I find it works best to show the beginners the technique a few times, let them try it, make a few tweaks, and get them to experience a few successful repetitions, before showing them the book. That way they recognise the images from their own experience, rather than perceive it as something new and different. Then I had them repeat exactly the same exercise having had the source, with all its Italian weirdness, explained to them. So they try to assign the new fancy names to familiar actions, not the other way round.

When that was going nicely I added the counter (second play first master), not least to hammer home the idea that this is not self defence- this is a medieval combat style for professional warriors., there is no moral value assigned to defence per se.

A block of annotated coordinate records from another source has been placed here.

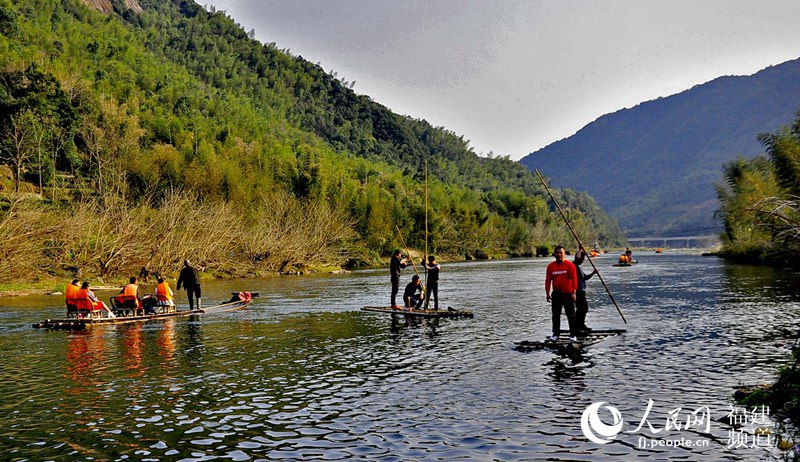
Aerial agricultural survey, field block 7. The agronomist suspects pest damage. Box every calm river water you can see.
[0,252,800,461]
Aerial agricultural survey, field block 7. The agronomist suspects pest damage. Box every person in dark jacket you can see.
[389,249,408,308]
[425,255,442,310]
[178,260,201,310]
[403,274,425,308]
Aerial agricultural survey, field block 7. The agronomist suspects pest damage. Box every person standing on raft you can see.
[544,245,578,342]
[425,255,442,311]
[178,260,201,311]
[572,246,597,335]
[389,249,408,308]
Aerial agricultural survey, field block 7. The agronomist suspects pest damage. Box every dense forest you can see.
[716,112,800,268]
[0,0,622,282]
[716,112,800,434]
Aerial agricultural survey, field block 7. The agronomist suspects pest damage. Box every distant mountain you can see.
[521,59,800,236]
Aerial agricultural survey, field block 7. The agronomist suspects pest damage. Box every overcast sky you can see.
[205,0,800,159]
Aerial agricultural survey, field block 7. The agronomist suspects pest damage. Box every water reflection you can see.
[66,330,107,394]
[0,255,800,460]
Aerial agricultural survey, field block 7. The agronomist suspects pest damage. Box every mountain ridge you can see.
[520,59,800,235]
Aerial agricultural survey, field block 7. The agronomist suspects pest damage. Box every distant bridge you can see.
[628,234,722,249]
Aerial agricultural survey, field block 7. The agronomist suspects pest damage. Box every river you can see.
[0,252,800,461]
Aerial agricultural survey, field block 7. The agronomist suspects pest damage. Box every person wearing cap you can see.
[178,260,201,311]
[403,274,425,308]
[425,255,442,310]
[389,249,408,308]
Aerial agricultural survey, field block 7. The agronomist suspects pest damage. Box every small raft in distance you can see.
[611,260,639,266]
[361,306,475,319]
[514,329,627,354]
[33,292,259,330]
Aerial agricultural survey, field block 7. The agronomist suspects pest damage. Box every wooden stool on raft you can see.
[109,295,144,316]
[142,294,180,314]
[67,298,103,319]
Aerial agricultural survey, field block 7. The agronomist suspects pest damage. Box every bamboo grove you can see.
[717,112,800,267]
[0,0,622,282]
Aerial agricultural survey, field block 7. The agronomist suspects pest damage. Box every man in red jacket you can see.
[544,245,578,341]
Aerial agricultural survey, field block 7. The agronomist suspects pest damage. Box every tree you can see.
[2,110,37,193]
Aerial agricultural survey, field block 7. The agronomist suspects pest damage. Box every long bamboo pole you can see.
[422,159,428,310]
[533,169,628,324]
[394,223,419,276]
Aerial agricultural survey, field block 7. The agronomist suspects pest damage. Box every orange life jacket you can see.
[122,284,139,297]
[75,289,100,310]
[156,281,173,302]
[64,283,81,300]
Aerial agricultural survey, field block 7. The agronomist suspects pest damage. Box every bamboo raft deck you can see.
[361,306,475,319]
[514,329,627,354]
[33,292,259,330]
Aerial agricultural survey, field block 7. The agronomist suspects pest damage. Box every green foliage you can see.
[0,0,621,282]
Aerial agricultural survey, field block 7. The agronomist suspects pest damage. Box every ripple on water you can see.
[0,255,800,460]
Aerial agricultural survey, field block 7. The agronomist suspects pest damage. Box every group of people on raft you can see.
[389,249,442,310]
[64,260,201,318]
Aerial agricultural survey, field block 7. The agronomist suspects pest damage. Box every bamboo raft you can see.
[33,292,259,330]
[514,329,626,354]
[361,306,475,319]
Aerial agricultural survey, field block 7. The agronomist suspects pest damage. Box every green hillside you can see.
[0,0,621,280]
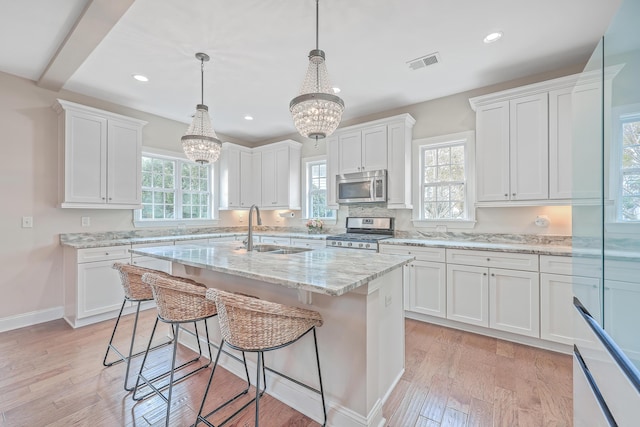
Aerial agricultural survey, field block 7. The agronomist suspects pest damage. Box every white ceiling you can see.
[0,0,621,143]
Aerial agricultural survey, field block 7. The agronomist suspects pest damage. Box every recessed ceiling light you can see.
[483,31,502,43]
[133,74,149,82]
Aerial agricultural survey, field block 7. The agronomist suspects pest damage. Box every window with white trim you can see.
[413,132,475,228]
[304,156,336,219]
[616,113,640,222]
[136,154,214,222]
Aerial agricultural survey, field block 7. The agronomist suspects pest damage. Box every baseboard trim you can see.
[0,306,64,332]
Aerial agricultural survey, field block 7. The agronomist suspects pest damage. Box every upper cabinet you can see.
[338,125,387,175]
[469,75,616,205]
[219,142,252,209]
[220,140,302,209]
[255,140,302,209]
[54,100,146,209]
[326,114,415,209]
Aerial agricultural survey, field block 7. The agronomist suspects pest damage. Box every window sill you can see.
[412,219,476,232]
[133,219,219,228]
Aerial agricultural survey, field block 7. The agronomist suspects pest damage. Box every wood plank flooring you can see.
[0,310,573,427]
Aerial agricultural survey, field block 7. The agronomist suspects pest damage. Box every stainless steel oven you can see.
[327,217,394,251]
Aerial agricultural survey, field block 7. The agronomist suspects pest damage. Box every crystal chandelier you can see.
[181,52,222,164]
[289,0,344,144]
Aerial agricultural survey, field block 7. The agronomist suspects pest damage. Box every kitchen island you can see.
[131,242,412,427]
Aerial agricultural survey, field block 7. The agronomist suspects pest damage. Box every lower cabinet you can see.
[380,245,447,317]
[447,264,489,328]
[63,245,131,328]
[447,249,540,338]
[489,268,540,338]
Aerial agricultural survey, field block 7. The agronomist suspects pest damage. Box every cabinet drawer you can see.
[78,245,131,263]
[446,249,538,271]
[540,255,602,277]
[380,245,446,262]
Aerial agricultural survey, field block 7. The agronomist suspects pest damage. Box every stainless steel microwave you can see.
[336,170,387,203]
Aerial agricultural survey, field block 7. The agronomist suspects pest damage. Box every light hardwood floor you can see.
[0,310,572,427]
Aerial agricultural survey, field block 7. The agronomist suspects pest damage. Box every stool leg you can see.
[123,301,142,391]
[131,317,160,400]
[192,340,252,427]
[255,351,266,427]
[102,299,127,366]
[313,328,327,427]
[165,325,180,427]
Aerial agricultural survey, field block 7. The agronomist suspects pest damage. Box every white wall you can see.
[0,62,582,320]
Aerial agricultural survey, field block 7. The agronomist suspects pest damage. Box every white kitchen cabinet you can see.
[254,140,301,209]
[338,125,387,175]
[387,118,415,209]
[219,142,257,209]
[549,83,602,199]
[55,100,146,209]
[291,237,327,249]
[446,249,540,337]
[540,255,602,345]
[476,93,549,202]
[63,245,131,328]
[447,264,489,328]
[380,245,447,317]
[489,268,540,338]
[326,114,415,209]
[325,136,339,209]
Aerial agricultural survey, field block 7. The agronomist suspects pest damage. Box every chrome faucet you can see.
[247,205,262,251]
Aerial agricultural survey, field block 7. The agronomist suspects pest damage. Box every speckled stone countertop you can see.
[131,242,413,296]
[60,231,327,249]
[379,239,572,256]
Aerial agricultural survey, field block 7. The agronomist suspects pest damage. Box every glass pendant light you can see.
[289,0,344,144]
[181,52,222,164]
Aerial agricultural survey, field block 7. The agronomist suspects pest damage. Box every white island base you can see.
[173,263,404,427]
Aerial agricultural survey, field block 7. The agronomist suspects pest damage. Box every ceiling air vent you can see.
[407,52,440,70]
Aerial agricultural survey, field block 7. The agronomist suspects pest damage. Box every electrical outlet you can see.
[22,216,33,228]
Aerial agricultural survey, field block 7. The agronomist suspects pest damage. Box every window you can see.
[304,158,336,219]
[413,132,475,230]
[420,142,466,219]
[618,114,640,222]
[136,154,213,227]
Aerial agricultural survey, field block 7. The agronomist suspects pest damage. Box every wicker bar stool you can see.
[133,273,250,426]
[195,289,327,427]
[102,262,181,391]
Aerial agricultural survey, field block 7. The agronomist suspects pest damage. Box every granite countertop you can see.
[379,238,572,256]
[130,242,413,296]
[60,231,327,249]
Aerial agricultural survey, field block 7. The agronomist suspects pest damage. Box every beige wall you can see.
[0,62,582,321]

The action we were doing, by modern standards, is simply murder- how to strike with a dagger despite the target’s best efforts to stop you.

This took us to 7pm, and we picked up the swords, saluted, and got busy swinging them up the hall. After that was re-familiarised, I had them think about hiding behind the sword as they strike.

I then demonstrated the cut done to the mask, by having a beginner, with whom I had never crossed swords, tap me on the mask while I practised not flinching. It is vital for them to see that they can do it safely. And that I am not asking them to do anything I would not do myself.

It would make no sense to stop there, as practising being hit is of limited value. So we added the parry from tutta porta di ferro (not that I gave them the terminology just yet). I just told them to hit the incoming sword away, middle to middle, using the edge of their sword.  And lo! we ended up at the book again having a look at the second master of the zogho largo. Literally 60 seconds or less of “look at the book, isn’t that cool” and it was “go back and do it again, now that you know what it is”.

That took us to 7.30 and the final salute, after which the President of the SHMS handed out a printed copy of the training guide to each member of the course.